I hadn’t played cards in years. When I was a teenager, my brother-in-law, Pete, who lived across the street, would dash across the road on a Friday night anxious to pry away some of my wages before I had a chance to go out and blow in one night what took me all week to earn. We usually played pontoon, otherwise known as blackjack. The stakes were low, so even if I wasn’t lucky, I still had a few shillings left to spend at the local Black Domino Café, our local hangout until we were old enough to booze it up at the Dog and Duck pub.
Hazel, our Newcomers’ hiking leader, had asked the hand and foot question. She offered to teach me the game. I wouldn’t say I’ve gained enough confidence to try out for the Texas Hold’em Championship, but I managed to grasp the essentials of the game — just don’t ask me to do mental arithmetic.
Not wanting to commit to a regular schedule, I volunteered to be a substitute. The game is played with two couples at each of three tables. If there are absentees, others don’t get to play.

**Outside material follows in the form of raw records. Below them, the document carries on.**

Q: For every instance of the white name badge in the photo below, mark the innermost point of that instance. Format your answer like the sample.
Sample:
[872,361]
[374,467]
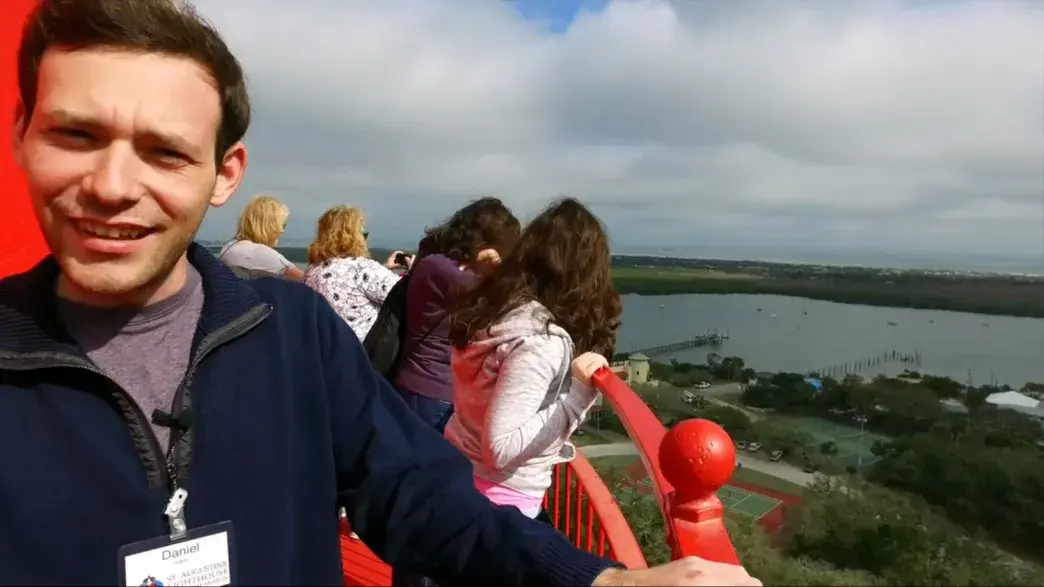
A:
[206,556]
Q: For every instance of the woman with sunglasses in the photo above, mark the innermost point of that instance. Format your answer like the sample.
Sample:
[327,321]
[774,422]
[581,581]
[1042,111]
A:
[340,269]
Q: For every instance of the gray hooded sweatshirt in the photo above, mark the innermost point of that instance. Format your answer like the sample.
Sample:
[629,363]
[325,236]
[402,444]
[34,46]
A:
[516,403]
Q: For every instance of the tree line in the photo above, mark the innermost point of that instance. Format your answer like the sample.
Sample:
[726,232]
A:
[978,464]
[861,535]
[999,296]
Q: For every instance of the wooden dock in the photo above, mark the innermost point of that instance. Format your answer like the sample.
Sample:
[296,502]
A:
[709,339]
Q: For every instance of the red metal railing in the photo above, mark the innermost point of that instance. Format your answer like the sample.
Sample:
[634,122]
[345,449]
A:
[687,465]
[583,508]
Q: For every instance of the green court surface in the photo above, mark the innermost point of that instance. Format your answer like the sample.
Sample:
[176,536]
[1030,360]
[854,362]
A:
[853,444]
[746,502]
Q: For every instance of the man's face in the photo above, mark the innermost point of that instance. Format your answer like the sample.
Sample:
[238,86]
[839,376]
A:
[119,157]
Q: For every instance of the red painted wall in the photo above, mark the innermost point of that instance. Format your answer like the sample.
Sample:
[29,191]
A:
[21,244]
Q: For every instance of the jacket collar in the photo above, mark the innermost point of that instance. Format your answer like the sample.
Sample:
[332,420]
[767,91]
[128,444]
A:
[29,317]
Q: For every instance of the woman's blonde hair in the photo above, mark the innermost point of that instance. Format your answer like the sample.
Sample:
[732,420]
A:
[338,234]
[262,220]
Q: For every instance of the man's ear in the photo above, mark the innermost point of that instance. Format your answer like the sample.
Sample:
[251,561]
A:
[18,134]
[230,174]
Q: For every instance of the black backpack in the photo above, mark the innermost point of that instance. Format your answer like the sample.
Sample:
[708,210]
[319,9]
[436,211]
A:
[383,343]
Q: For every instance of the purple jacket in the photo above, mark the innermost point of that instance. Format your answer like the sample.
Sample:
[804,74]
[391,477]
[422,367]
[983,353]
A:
[426,366]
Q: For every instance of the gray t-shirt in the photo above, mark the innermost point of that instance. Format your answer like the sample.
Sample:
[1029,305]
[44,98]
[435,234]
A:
[145,350]
[253,259]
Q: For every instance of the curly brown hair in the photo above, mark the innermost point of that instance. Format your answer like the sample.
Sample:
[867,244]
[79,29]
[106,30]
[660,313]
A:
[561,260]
[483,224]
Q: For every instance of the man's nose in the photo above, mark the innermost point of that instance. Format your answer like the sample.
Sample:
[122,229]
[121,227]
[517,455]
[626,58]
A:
[115,179]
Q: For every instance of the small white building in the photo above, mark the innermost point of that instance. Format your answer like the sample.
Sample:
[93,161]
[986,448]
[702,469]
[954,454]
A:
[1013,399]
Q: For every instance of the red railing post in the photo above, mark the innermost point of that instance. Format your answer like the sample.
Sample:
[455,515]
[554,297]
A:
[686,467]
[697,458]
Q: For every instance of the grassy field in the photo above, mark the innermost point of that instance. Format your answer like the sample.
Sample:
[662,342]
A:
[679,274]
[610,466]
[767,482]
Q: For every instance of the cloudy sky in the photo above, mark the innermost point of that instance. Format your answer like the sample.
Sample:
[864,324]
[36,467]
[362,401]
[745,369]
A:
[688,125]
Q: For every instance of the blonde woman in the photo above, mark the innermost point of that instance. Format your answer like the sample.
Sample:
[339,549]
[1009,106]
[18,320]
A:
[340,269]
[253,253]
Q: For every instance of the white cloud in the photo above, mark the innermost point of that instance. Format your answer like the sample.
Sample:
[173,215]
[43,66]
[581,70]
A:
[761,123]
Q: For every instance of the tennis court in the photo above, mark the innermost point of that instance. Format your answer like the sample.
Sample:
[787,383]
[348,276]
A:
[745,502]
[853,444]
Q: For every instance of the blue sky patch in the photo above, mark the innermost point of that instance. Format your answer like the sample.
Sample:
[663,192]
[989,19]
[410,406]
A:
[558,14]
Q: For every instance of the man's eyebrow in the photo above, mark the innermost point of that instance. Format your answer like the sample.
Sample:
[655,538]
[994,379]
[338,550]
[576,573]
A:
[69,118]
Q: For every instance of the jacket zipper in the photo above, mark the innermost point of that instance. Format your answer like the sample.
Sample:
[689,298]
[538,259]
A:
[233,330]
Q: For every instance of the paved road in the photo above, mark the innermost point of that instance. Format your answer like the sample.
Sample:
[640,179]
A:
[614,449]
[782,470]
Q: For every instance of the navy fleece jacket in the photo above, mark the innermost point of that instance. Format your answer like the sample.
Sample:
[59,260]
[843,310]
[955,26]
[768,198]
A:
[288,421]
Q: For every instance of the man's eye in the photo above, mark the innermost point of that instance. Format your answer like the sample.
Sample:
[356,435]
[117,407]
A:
[74,134]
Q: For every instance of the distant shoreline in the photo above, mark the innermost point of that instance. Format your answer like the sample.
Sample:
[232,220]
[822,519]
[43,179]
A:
[982,294]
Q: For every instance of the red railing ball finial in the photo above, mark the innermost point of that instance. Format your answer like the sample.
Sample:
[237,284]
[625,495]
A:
[696,458]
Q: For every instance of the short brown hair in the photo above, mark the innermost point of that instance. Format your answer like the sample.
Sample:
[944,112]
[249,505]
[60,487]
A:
[562,260]
[338,234]
[145,26]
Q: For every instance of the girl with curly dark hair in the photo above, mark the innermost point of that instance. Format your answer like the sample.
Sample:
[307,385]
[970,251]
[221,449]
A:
[451,254]
[526,341]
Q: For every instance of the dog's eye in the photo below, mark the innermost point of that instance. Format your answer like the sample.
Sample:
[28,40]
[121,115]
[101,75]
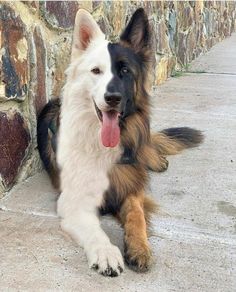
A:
[96,71]
[124,70]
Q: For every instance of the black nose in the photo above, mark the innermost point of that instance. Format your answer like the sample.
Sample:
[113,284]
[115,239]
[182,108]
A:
[112,98]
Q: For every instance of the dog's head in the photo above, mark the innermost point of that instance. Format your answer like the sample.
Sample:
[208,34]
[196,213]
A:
[114,74]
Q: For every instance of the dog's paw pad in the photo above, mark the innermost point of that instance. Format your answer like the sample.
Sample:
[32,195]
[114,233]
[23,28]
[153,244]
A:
[107,260]
[138,259]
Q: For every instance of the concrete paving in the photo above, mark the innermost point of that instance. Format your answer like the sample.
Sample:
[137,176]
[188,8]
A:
[194,234]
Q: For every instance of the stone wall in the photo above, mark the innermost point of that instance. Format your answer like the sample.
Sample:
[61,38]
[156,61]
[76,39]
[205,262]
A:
[35,40]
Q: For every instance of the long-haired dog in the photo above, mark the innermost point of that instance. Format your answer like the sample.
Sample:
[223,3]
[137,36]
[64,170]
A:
[104,147]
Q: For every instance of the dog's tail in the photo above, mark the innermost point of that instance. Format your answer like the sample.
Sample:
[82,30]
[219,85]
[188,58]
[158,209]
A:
[48,123]
[172,141]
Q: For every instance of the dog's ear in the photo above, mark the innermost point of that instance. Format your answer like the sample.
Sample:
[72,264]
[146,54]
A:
[137,32]
[86,29]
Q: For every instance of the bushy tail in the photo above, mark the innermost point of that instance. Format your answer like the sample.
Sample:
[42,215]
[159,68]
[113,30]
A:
[48,123]
[172,141]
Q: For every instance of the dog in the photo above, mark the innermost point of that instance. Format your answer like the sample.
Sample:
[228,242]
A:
[97,146]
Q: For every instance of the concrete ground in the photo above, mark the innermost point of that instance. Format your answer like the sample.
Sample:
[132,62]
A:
[194,235]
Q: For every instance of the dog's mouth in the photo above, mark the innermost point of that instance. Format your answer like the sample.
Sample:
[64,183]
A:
[110,132]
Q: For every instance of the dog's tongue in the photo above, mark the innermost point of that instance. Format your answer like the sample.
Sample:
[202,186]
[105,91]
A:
[110,133]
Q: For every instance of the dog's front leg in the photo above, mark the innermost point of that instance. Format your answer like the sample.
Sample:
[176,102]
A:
[137,250]
[84,226]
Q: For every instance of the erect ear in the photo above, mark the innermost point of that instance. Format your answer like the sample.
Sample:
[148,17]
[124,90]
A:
[86,29]
[137,33]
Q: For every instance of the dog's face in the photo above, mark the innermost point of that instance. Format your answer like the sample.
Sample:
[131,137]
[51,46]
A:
[114,74]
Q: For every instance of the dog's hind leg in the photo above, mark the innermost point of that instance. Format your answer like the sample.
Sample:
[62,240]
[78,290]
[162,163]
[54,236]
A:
[132,216]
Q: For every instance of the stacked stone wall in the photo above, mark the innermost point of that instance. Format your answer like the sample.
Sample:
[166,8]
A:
[35,42]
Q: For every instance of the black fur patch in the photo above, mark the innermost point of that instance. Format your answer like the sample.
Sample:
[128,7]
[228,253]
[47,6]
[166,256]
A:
[188,136]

I advised Hazel to only call if she was desperate. The annual Christmas game night was approaching. The group was desperate. They called me. I reluctantly agreed although I was usually in bed, under my electric blanket, reading when they are still playing. After I said "yes,” I received a second call from Hazel. Bye the way, we do a gift exchange — spend approximately $20. OK then. The good news? The dinner was a potluck and I wasn’t expected to bring anything.
As I roamed around Hazel’s kitchen admiring and sampling the food, a vivacious member of the group arrived swaddled in a mink coat looking every bit the movie star. I half expected to see a stretch limo idling at the curb.